Este complexo de grandeza, ao lado do mito edênico, passou a fazer parte do imaginário do país. Aliás, o próprio Hino Nacional, que incorporou o edenismo, também endossou a idéia de grandeza no futuro, dizendo literalmente: “o teu futuro espelha esta grandeza”. A crença fora reforçada em 1942 pelo escritor austríaco Stefan Zweig, que escreveu um livro cujo título era Brasil, país do futuro. Refugiado no Brasil por causa da guerra, ficou encantado com a convivência racial que aqui encontrou. Diante de uma Europa que se destruía e da perseguição nazista aos judeus, viu no Brasil um exemplo de convivência humana. Em outra concepção, a visão de um grande futuro se manifestou no projeto de “Brasil grande potência” dos governos militares. O sonho afeta até hoje boa parte da população. Uma pesquisa nacional de opinião, realizada em 1996, revelou que 57% dos brasileiros ainda acreditavam na utopia do grande império.

O mito da natureza edênica, da flora, fauna, rios e florestas, foi destruído pela ação predadora dos colonizadores, ajudados pelos nativos e depois pelos próprios brasileiros. O brasileiro do pau-brasil destruiu o paraíso da Ilha Brazil. A utopia do grande império, por sua vez, se vê sistematicamente frustrada pelo desempenho do país. O Brasil chega ao século XXI com uma população de 185 milhões de habitantes, mas apresentando índices de desenvolvimento político, social e econômico que o deixam longe de qualquer veleidade de grande império. O país é hoje o décimo mais desigual do mundo e mal conseguiu estabilizar sua democracia. Só há poucos anos é que a educação básica se universalizou. No ensino médio e superior, o país exibe índices que estão entre os piores da América Latina. Mais recentemente, a violência comandada por traficantes tem transformado a vida das grandes cidades em pesadelo, sobretudo para a população pobre. A idéia de país do futuro cunhada por Zweig tornou-se uma piada: o Brasil é, e sempre será, um país do futuro.

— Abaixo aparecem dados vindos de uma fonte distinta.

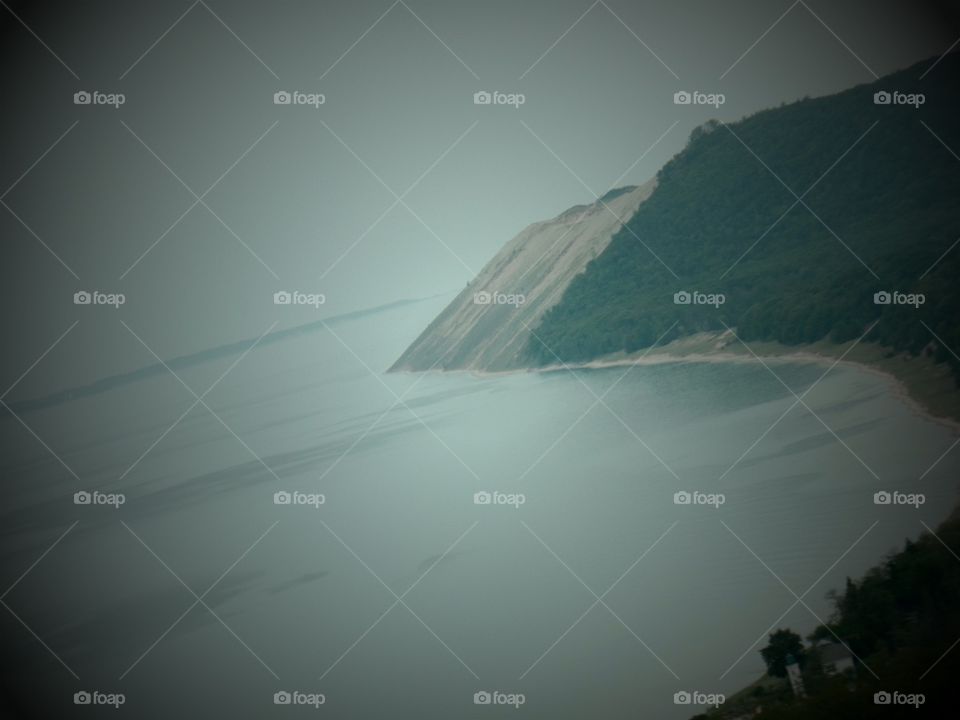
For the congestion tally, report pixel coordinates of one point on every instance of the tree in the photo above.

A comparação é particularmente desvantajosa quando feita com os Estados Unidos. Na época da independência das colônias inglesas, os pais da pátria norte-americana alimentavam as mesmas ambições de seus equivalentes brasileiros. Eles falavam na potencialidade da ex-colônia de transformar-se em um império autônomo e poderoso do Novo Mundo. Na Convenção Constitucional de 1787, Franklin e outros usaram a mesma palavra “império” que encontramos no caso brasileiro. Para o bem ou para o mal, os norte-americanos foram capazes de transformar seu sonho em realidade.

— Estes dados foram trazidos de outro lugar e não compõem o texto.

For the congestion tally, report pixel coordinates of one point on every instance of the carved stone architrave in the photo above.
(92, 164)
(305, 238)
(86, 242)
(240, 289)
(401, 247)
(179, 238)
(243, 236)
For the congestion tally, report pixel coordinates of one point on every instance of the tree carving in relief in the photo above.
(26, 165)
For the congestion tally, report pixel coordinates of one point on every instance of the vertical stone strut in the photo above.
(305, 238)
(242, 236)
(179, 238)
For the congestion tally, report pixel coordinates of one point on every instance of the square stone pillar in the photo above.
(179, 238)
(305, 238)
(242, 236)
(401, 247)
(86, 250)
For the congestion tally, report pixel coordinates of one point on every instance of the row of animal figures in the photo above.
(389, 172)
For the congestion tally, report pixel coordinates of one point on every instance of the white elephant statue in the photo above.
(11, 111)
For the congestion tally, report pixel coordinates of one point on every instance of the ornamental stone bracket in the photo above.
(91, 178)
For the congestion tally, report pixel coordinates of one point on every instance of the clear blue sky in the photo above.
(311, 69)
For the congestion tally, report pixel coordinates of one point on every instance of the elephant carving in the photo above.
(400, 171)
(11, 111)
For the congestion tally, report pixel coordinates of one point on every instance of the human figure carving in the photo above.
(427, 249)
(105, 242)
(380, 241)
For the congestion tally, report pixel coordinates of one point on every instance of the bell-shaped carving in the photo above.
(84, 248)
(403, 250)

Diante de tanta frustração, de tanta distância entre o sonho e a realidade, torna-se compreensível que se tenha desenvolvido no país uma paixão desenfreada pelo futebol. O entusiasmo pode ser em parte explicado pelo fato de que esse esporte é a única atividade de alcance popular em que o país se destaca internacionalmente. Uma partida de futebol é o único momento em que todos os brasileiros, inclusive as populações indígenas, se tornam brasilienses, se identificam em um sentimento comum, que a pátria política não fornece. Citando novamente Nelson Rodrigues, a seleção nacional é a pátria de chuteiras. É a pátria de que os brasileiros não se orgulham em outros ramos de atividade. A excelência nesse campo, atestada pela vitória em cinco Copas, apesar do vexame da última, torna-se então um sucedâneo do paraíso perdido e do império impossível. Um jogo da seleção é o único momento em que todos os brasileiros gritam juntos o nome do país, sem preocupações com materialidades, ilhas encantadas, paraísos e utopias. È, talvez, o único momento em que desmentimos Julieta.

José Murilo de Carvalho é professor da Universidade Federal do Rio de Janeiro (UFRJ), membro da Academia Brasileira de Letras e autor de A Formação das Almas: O Imaginário da República no Brasil (Companhia das Letras, 1996).